You don't need cookie popups! Really. You don't.

You only need to get consent to track users with software you don't run yourself. Or when you sell your data off to other companies.

Both are, unfortunately, the norm. But there's absolutely no technical reason to have these in place. Non at all. Plenty of alternatives for tracking that doesn't need consent. Or just not sell your customers' data off.

I would be infuriated if I found the bakery down the street is selling its security footage with my face on it, next to my sales and spending in that bakery. I'd expect them to at least warn me about this at the door. So I can then buy my bread elsewhere. That's what a consent banner is!

[hallway_monitor]

Thank you for this accurate analogy. Similar to what if the post office delivered all your mail for free but they also opened it and read it in order to send you advertising.

[Sander_Marechal]

> The GDPR says, for example, that refusal should be just as easy as acceptance.

Not true, actually! GDPR is a framework, and every EU country implements a national law according to that framework (e.g. the Dutch implementation is called "AVG"). The specific requirement that refusal must be as easy as acceptance is not in the GDPR, but several countries added it to their national implementation of the GDPR.

[frankvdwaal]

This is a misconception that I've seen going around, and I still wonder where it came from.

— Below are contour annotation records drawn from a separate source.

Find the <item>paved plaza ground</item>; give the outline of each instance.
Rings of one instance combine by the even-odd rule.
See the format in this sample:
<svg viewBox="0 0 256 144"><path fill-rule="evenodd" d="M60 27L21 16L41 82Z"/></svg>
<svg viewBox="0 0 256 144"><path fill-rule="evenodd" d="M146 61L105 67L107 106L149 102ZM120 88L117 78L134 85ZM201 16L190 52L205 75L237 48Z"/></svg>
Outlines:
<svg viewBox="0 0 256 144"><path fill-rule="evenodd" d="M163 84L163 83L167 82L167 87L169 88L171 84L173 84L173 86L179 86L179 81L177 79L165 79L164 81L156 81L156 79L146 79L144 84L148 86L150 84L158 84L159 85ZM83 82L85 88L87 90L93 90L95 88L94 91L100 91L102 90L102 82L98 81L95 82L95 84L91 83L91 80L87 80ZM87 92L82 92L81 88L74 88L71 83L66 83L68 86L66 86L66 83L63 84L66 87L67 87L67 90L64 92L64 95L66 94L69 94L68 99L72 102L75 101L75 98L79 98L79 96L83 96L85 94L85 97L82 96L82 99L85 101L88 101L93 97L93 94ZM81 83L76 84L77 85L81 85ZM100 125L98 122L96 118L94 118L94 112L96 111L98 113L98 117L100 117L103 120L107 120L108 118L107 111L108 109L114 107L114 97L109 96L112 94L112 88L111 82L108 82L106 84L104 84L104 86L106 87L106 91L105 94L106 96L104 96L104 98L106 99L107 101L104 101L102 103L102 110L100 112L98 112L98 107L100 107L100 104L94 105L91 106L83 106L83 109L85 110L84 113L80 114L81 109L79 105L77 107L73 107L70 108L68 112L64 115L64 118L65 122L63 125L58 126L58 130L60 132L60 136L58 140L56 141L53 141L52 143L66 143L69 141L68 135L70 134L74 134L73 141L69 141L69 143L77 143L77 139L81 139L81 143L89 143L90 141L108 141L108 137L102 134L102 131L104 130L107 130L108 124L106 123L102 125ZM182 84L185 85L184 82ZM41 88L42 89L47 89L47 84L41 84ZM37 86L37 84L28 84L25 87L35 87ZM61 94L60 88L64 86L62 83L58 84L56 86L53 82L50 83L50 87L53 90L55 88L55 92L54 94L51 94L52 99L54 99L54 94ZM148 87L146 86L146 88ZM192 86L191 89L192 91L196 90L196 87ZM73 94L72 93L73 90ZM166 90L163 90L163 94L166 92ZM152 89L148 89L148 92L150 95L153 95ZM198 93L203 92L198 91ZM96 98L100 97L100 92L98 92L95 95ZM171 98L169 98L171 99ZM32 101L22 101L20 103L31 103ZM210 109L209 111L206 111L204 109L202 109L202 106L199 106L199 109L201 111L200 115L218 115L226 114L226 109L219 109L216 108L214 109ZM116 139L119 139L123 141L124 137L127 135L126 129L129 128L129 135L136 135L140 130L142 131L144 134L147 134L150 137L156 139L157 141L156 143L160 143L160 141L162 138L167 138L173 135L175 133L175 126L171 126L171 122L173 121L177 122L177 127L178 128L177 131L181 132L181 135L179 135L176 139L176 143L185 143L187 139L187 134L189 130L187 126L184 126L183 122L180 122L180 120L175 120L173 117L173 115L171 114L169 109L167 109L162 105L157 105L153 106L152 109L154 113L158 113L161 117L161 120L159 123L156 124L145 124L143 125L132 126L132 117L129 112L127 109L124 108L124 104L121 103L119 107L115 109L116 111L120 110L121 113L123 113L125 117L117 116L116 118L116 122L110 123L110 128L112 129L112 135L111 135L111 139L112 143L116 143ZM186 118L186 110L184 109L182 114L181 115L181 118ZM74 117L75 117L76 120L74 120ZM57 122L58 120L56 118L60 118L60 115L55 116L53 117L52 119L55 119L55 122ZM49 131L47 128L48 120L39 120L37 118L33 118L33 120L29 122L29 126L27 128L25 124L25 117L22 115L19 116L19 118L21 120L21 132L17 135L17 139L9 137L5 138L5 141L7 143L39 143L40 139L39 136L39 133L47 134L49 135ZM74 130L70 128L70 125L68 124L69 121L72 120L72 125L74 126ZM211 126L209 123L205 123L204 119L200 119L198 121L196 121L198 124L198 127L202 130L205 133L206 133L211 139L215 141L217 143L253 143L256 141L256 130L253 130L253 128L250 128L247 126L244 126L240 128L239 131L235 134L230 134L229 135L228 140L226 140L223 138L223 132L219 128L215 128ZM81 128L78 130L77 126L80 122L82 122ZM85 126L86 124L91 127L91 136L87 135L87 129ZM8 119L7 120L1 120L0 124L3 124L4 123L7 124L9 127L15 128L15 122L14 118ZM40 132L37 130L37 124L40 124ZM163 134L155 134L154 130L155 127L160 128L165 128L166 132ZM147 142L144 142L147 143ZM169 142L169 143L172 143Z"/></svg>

The Dutch implementation is called "Uitvoeringswet Algemene Verordening Gegevensbescherming", which, as the title states, is the law that implements the GDPR. "AVG" is just a translation for "GDPR", not the name of the law that implements it.

The Uitvoeringswet describes how the GDPR functions within Dutch law, for example, it describes the role that the Dutch Data Protection Authority plays. You can read the Uitvoeringswet right here: https://wetten.overheid.nl/BWBR0040940/2021-07-01

The GDPR (in Dutch AVG, in French RGPD, in Spanish RGPD, etc.) actually DOES state that it should be just "as easy to withdraw as to give consent" in Article 7. The directive (2016/679) can be found here: https://eur-lex.europa.eu/eli/reg/2016/679.

[underdeserver]

Eh.

> "as easy to with as to give consent"

The full Article 7, section 3, in English, says:

> The data subject shall have the right to withdraw his or her consent at any time. The withdrawal of consent shall not affect the lawfulness of processing based on consent before its withdrawal. Prior to giving consent, the data subject shall be informed thereof. It shall be as easy to withdraw as to give consent.

I think this can be interpreted as, you ask for consent, it doesn't have to be as easy to say no, but once consent is given - it should be as easy to withdraw it as it is to re-give it after it was withdrawn.

Somewhat badly worded, in my opinion. It doesn't unambiguously say "refusing consent every time it is requested should be as easy as accepting it."

[breisa]

That is a common misconception. In EU law, there are regulations and directives. Regulations are immediately active in all EU countries. In contrast, directives need to be translated into national law by each individual country. The GDPR is a regulation. (for details: https://european-union.europa.eu/institutions-law-budget/law... )

[bretpiatt]

Auto-deny and move on?

https://www.ghostery.com/blog/how-to-block-cookies-on-most-b...

[AshamedCaptain]

Disabling cookies will cause _more_ of the "cookie prompts" to appear, not less. Some pages these days even will prevent visiting them unless they can set a cookie...

Also, cookies are not the only method of tracking which is supposed to be disabled when you hit Deny.